It is important to note that the white-box model uses some additional weather inputs for the building envelope, namely the dew point temperature, the atmospheric pressure, the relative humidity, and the wind direction and speed. All these variables are obtained from the DarkSky web service. The solar irradiation is also split into direct normal irradiation and diffuse horizontal irradiation based on a preprocessing step [34]. Additionally, some simplifications are required from the original IDEAS library components to allow the introduction of this model into the MPC optimization problem. The introduced changes are the following: (1) The window glazing absorption and transmission properties are set constant, (2) the ReaderTMY3 class from IDEAS is transformed to bypass the external solar irradiation data from DarkSky, and (3) the air properties are represented using the air model obtained from [35]. This air model reduces the number of algebraic loops when compared to the air model used in the IDEAS library. The resulting system of differential-algebraic equations (DAE) has a total of 4420 unknowns and equations. After translation, the system has 94 continuous-time states and 636 time-varying variables, that is variables calculated from the states.

The parameters are derived from information about the building’s geometry and materials, and the historical data-set described in Section 4.2 is only used for testing. The calibration of the parameters is performed by an iterative process of changing individual parameters manually and testing to evaluate the simulation accuracy in the historical data. This manual calibration of the white-box model to achieve a proper fit has been the most cumbersome task of implementing the three modeling paradigms. The reason is that a simulation needs to be performed to evaluate every new combination of parameter values, many of them having counteracting effects on the outputs. Automatic parameter estimation is avoided here to respect the white-box model nature strictly. However, a systematic process to identify the parameters that primarily influence the outputs of a complex physics-based model and to train these parameters from monitoring data would be highly beneficial.
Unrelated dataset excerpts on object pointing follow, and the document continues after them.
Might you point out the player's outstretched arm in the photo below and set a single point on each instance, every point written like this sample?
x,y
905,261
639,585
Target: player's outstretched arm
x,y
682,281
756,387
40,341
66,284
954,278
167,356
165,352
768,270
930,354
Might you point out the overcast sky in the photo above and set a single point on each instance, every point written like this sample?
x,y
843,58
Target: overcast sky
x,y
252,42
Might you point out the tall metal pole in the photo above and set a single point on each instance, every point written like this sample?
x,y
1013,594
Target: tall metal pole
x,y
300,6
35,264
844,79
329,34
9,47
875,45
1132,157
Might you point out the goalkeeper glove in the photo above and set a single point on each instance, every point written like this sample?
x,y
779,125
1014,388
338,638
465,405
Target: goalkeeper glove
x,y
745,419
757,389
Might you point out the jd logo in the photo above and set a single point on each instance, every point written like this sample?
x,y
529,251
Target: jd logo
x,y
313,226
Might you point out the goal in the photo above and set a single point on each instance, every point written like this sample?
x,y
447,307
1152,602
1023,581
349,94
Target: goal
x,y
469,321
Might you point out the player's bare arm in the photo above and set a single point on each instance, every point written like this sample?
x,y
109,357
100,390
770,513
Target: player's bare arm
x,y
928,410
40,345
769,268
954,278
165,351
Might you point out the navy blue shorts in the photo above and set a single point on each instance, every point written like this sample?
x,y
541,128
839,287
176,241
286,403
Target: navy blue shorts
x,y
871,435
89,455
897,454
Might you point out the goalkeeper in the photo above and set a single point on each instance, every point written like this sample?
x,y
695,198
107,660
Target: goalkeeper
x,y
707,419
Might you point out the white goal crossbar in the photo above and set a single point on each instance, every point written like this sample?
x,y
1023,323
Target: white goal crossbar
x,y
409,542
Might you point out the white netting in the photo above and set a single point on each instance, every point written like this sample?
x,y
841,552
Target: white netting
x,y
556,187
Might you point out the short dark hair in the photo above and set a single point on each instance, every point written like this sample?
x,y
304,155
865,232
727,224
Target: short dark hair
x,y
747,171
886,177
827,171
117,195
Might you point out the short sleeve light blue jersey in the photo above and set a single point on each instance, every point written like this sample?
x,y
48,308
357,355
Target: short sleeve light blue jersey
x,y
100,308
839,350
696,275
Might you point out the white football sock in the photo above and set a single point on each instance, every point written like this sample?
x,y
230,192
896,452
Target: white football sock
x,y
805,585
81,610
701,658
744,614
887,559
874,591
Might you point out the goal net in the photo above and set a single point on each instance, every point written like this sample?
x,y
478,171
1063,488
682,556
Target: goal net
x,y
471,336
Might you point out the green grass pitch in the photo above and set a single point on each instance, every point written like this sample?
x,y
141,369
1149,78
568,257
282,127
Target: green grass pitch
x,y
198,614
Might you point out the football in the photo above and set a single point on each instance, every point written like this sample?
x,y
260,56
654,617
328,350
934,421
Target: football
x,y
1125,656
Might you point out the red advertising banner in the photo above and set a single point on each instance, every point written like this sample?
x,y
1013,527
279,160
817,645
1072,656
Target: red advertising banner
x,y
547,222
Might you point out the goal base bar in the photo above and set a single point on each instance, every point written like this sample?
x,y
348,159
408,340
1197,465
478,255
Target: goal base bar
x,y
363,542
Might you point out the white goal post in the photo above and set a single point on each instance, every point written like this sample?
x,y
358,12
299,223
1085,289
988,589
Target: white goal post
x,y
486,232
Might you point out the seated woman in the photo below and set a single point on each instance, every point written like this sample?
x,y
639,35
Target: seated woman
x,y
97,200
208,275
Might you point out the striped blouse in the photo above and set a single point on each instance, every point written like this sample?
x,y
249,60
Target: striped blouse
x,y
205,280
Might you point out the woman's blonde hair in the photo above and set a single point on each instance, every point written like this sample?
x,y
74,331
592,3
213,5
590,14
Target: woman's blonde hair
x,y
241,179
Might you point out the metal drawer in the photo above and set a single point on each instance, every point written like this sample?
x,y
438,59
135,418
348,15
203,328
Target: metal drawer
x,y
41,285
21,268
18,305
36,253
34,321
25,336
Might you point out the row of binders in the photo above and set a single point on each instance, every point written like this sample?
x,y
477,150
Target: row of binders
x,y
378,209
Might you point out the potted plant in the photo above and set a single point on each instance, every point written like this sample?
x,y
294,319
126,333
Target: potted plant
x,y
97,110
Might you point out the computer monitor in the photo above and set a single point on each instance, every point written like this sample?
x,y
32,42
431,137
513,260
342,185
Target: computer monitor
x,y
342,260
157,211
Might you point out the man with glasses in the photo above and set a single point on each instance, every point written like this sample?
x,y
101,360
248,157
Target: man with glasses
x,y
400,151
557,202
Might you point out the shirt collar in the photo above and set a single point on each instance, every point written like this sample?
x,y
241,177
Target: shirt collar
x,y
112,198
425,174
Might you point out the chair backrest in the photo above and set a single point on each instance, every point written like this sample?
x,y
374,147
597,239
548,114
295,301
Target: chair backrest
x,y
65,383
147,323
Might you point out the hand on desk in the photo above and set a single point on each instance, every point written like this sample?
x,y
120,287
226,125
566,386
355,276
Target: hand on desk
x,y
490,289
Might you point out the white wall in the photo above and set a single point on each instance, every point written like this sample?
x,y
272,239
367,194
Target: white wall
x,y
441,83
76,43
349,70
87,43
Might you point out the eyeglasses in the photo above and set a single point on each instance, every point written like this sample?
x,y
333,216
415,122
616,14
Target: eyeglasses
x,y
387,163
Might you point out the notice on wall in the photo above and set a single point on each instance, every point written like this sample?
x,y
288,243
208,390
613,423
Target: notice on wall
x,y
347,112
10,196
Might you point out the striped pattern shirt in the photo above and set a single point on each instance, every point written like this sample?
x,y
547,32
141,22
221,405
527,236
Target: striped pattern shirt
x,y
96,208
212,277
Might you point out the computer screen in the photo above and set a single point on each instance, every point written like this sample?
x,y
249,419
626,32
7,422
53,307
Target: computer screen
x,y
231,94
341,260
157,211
The blue dashed lines in Figure 3 show the evolution of the zone air temperature and electric power over the period for which data was gathered for model calibration. Note that these are the outputs with the implemented simplifications and after the calibration process. The solid black lines indicate the measured variables for the same period.

4.5. Grey-Box Modeling

A grey-box model uses some physical insights with lumped parameters trained by monitoring data to learn the system’s thermal behavior. In this case, the accuracy of the meta-data of the building is not critical since the model also utilizes monitoring data to train its parameters. Contrarily, the richness of the gathered monitoring data is crucial because it is used to train the model parameters through prediction error methods. In this paper, the parameters are estimated through standard least squares. The Grey-Box Toolbox [32] is used for this task and has been chosen for compatibility with the Modelica language through the FastBuildings library. A forward selection procedure is employed to decide on the model structure. This process increases the model complexity step-wise by adding more thermal resistances and capacitances. Additionally, the optimized values of the previous more simple models are introduced as initial guesses for the new, more complex models. A 5R3C model architecture is selected for the building envelope. An overview of this model is provided in Appendix B. Notice that there is an additional thermal resistor in an outer layer of the model not shown in Figure A2. This thermal resistor connects the test room with a constant temperature source that represents the adjacent room.

The RC model does not explicitly represent the water mass-flow rate nor the supply and return water temperatures to and from the TABS. Because of this, the heat to the TABS needs to be estimated in another way, by using a quadratic polynomial from the three-way-valve opening u as represented in Equation (3).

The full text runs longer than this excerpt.